When talking about recognition and rewards programs the word “budget” is sure to come up. There are few owners of corporate recognition programs who have not dealt with one cut or another over their lifetime. This month I asked 10 seasoned practitioners responsible for recognition programs for their budgeting advice. Their wisdom gives you the Top 10 Powerful Ways to Save Your Recognition Budget.
- Get strategic with your recognition budgets. Look at the different types of recognition programs and initiatives available to you and budget where you will gain the greatest business impact and positive response from people. Align recognition to achieve strategic initiatives and let the culture drive recognition.
- Measure recognition program effectiveness. Consistently measure both program usage metrics as well as employee perception of recognition effectiveness to learn which employees and where are being impacted the most. Move beyond just reports to actually analyzing the data and correlating with your KPI’s.

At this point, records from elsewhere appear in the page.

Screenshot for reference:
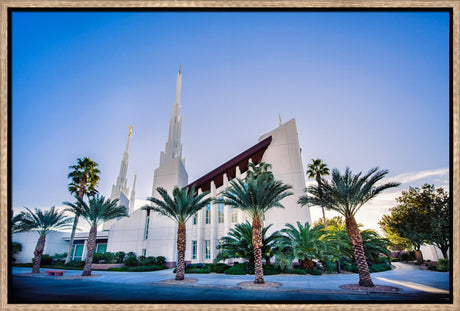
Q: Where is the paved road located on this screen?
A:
[9,265,449,303]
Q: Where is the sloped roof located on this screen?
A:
[186,136,272,192]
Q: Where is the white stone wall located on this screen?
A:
[185,119,311,263]
[12,231,69,263]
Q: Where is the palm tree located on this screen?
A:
[215,162,292,284]
[278,221,328,270]
[64,195,128,276]
[142,186,211,281]
[15,206,72,273]
[298,167,399,287]
[214,221,279,265]
[65,157,100,263]
[307,159,330,232]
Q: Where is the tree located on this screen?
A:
[379,184,450,264]
[64,194,128,276]
[307,159,330,232]
[214,221,279,264]
[15,206,72,273]
[142,186,211,281]
[278,221,328,270]
[215,162,292,284]
[65,157,100,263]
[298,167,399,287]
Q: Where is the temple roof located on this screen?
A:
[186,136,272,192]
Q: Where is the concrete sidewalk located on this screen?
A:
[12,263,450,295]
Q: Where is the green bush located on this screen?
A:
[225,264,246,275]
[369,262,391,272]
[155,256,166,266]
[37,254,53,267]
[426,263,438,271]
[139,256,157,266]
[126,265,168,272]
[399,251,415,261]
[93,253,105,263]
[125,254,139,267]
[114,251,126,263]
[107,266,129,271]
[306,269,323,275]
[64,260,85,268]
[438,259,449,272]
[321,259,337,273]
[211,263,230,273]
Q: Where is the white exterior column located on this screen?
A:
[223,174,232,236]
[196,188,206,262]
[210,181,218,260]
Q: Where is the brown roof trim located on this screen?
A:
[186,136,272,192]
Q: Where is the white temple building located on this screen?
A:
[105,69,311,266]
[13,67,446,267]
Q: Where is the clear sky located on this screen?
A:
[12,12,449,233]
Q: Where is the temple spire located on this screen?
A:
[115,125,133,195]
[160,66,182,165]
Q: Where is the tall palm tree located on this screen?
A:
[278,221,328,270]
[65,157,100,263]
[298,167,399,287]
[64,195,128,276]
[307,159,330,232]
[15,206,72,273]
[141,186,211,281]
[215,163,292,284]
[214,221,279,264]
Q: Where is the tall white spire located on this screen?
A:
[128,172,137,214]
[115,125,133,195]
[160,66,183,165]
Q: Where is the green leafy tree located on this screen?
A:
[298,167,399,287]
[278,221,328,270]
[379,184,450,264]
[215,162,292,284]
[142,186,211,281]
[64,194,128,276]
[65,157,100,263]
[214,221,279,265]
[307,159,330,232]
[12,206,72,273]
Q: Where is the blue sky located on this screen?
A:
[12,12,449,232]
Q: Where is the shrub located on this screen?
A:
[321,259,337,273]
[225,264,246,275]
[93,253,105,263]
[369,262,391,272]
[104,252,115,263]
[292,269,307,275]
[37,254,53,266]
[306,269,323,275]
[426,263,438,271]
[64,260,85,268]
[115,252,126,263]
[107,266,129,271]
[125,254,139,267]
[438,259,449,272]
[126,266,168,272]
[211,263,230,273]
[155,256,166,266]
[399,251,415,261]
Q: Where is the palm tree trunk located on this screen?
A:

- Create a sustainable program budget. It is critical to create the business case for your recognition program budget that is sustainable year over year by your senior leaders. With a sustainable budget you can more likely add to it to than becoming the recurring target for being cut whenever financial problems arise.
- Build in internal and external accountability. Assign recognition and rewards budgets to each departmental leader and use the program data to hold them accountable. Hold external providers accountable by checking regularly on program usage and spend to reduce costs where programs are not having an impact.
- Do a reality check on program equality and accessibility. Correct expectations and educate leaders when not all employees are getting the same benefit of recognition as others do. Programs need to be accessible to all parties even if the criterion needs to be established differently for the various business units.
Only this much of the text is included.